PHOTO/C.S. GILBERT
County Mayor Sylvia Murphy is still plainspoken.

Mayor Murphy: Homelessness Key West problem, not county

BY C.S. GILBERT
KONK LIFE STAFF WRITER

Dealing with the homeless is Key West’s problem, not Monroe County’s, county Mayor Sylvia Murphy told a Lower Keys League of Women Voters social meeting recently in Key West.
“The problem — and I told the City Commission this — we don’t have a homeless problem in the Upper Keys,” said Murphy. “Marathon has a couple of groups that work with the homeless and the sheriff’s department.
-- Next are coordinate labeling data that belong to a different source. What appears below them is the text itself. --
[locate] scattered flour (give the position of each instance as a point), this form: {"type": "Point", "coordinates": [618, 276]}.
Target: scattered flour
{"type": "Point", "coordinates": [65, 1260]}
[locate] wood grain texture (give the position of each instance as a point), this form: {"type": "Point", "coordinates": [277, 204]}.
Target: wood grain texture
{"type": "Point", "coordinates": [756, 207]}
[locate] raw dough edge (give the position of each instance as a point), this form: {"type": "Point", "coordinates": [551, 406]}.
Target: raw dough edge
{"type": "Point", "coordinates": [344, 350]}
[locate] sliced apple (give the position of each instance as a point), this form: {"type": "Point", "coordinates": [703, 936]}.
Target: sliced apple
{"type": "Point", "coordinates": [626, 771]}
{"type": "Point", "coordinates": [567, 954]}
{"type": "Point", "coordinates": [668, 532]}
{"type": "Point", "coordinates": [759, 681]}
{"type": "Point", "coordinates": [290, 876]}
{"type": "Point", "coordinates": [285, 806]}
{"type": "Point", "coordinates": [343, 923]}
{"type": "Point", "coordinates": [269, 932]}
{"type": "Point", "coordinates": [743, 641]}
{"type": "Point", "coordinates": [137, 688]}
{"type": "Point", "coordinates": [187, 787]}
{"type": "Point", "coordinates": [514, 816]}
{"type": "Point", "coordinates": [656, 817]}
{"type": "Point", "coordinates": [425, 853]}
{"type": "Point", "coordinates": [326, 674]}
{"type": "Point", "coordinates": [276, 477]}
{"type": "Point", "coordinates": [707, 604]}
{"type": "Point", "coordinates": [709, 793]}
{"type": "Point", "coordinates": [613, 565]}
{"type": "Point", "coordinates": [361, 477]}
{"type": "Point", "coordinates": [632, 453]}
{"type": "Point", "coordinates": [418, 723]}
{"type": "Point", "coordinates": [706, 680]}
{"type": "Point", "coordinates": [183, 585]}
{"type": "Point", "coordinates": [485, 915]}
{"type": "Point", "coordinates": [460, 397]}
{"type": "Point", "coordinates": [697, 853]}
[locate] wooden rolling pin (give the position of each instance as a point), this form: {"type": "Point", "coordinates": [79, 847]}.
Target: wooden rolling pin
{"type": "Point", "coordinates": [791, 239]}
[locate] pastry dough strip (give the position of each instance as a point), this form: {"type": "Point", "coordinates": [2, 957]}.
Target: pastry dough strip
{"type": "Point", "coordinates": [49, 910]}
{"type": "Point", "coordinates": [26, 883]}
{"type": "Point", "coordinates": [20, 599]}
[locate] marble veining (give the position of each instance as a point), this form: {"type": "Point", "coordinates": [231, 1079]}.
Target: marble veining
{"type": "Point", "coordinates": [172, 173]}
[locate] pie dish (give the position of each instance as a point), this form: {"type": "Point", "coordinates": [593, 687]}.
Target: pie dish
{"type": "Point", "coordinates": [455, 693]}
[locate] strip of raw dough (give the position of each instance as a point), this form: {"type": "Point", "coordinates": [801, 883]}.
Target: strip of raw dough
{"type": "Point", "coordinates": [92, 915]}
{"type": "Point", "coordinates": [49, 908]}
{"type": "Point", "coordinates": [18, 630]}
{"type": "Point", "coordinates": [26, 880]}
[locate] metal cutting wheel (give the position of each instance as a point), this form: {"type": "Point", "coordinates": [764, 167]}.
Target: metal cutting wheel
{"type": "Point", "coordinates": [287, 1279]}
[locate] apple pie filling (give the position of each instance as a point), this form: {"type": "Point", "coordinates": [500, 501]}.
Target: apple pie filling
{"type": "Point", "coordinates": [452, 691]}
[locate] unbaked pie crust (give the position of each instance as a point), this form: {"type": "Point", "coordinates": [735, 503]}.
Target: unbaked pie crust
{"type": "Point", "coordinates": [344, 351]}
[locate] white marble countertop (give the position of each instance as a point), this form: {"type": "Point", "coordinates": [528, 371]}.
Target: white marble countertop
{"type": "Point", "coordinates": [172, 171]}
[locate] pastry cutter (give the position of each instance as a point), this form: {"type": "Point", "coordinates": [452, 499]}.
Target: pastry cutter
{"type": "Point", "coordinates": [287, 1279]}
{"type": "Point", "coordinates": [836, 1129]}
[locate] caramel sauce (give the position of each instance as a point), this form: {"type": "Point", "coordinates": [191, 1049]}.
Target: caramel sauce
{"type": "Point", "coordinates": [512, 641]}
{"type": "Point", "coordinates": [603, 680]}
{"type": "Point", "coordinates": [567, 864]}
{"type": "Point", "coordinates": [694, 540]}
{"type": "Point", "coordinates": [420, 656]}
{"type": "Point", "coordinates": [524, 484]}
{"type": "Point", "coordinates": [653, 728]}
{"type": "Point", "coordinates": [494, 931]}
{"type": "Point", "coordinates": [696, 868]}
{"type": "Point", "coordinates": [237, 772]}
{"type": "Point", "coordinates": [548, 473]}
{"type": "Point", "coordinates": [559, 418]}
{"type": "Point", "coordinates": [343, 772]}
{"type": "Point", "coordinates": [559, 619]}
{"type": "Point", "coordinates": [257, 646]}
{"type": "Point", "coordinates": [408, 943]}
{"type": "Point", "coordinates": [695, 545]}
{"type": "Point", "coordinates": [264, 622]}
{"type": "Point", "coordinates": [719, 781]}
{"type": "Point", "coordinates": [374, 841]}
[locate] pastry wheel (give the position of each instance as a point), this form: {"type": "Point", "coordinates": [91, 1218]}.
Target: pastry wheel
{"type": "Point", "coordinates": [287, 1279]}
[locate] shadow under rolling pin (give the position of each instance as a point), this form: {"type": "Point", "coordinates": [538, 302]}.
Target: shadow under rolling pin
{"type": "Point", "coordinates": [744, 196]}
Key West has the problem.”
Murphy attributed the problem to Key West’s “permissive” behavior — basically the enabling result of services such as provision of food and comfortable shelter and the ability to panhandle money to be spent, the clear inference was, on addictions, primarily alcohol.
The roomful of women and men attending the League’s Fifth Tuesday social at the Pasta Garden in Duval Square did not challenge her, although one questioner asked whether Middle and Upper Keys communities put their homeless on a bus to Key West. Murphy was adamant that they did not. “The statistics do not prove that,” she said.
“The county will help, will assist, if Key West comes up with a solution. Not money,” she said, but perhaps land. She suggested space “behind the airport.” But she made clear that “There is no will in the county to take on this problem that isn’t ours.”
It was expected that Murphy would speak frankly. Publicity on the event described her as “the plain-spoken and sometimes controversial Mayor Murphy,” and she did not disappoint.
The balance of Murphy’s informal talk ranged from Stock Island to insurance to her eight-year tenure as a county commissioner.
While she began her remarks with the observation that officially she represented “the island of Key Largo — Tavernier, Key Largo and Ocean Reef” — on the Commission, she nevertheless was elected by the entire county and, therefore, represents everyone. Stock Island was an area of particular concern: The animal shelter (“anything would be an improvement”), Bernstein Park (“fill is needed so it won’t flood any more”), Stock Island Marina Village and Hickory House.
“Take a ride down Shrimp Road,” she urged the group. “Public Works has been cleaning up the mangroves and it’s so beautiful in there… It’s a new way of doing business: Coming to the county, listening to suggestions, no variances, no kerfuffle, no headlines in the Citizen.”
Regarding the white elephant of Hickory House, Murphy was hopeful that Key West’s master developer Pritam Singh’s purchase of the adjacent Oceanside Marina would ultimately result in the sale of Hickory House “without a great loss.”
Regarding insurance, Key West Commissioner Heather Carruthers, a founder of FIRM (Fair Insurance Rates for Monroe) is the “guru,” Murphy said. “Heather updates us every month and we vote yes on whatever she wants.”
Regarding her position: “I love, love, love my job,” Murphy said, noting that she had lots of jobs in her life and retired as a fire and rescue professional. But nothing comes close to the joy, satisfaction and sense of accomplishment she feels serving the people of Monroe County. And “if I’m not drooling in my oatmeal,” she joked, she’ll be running for reelection in 2016.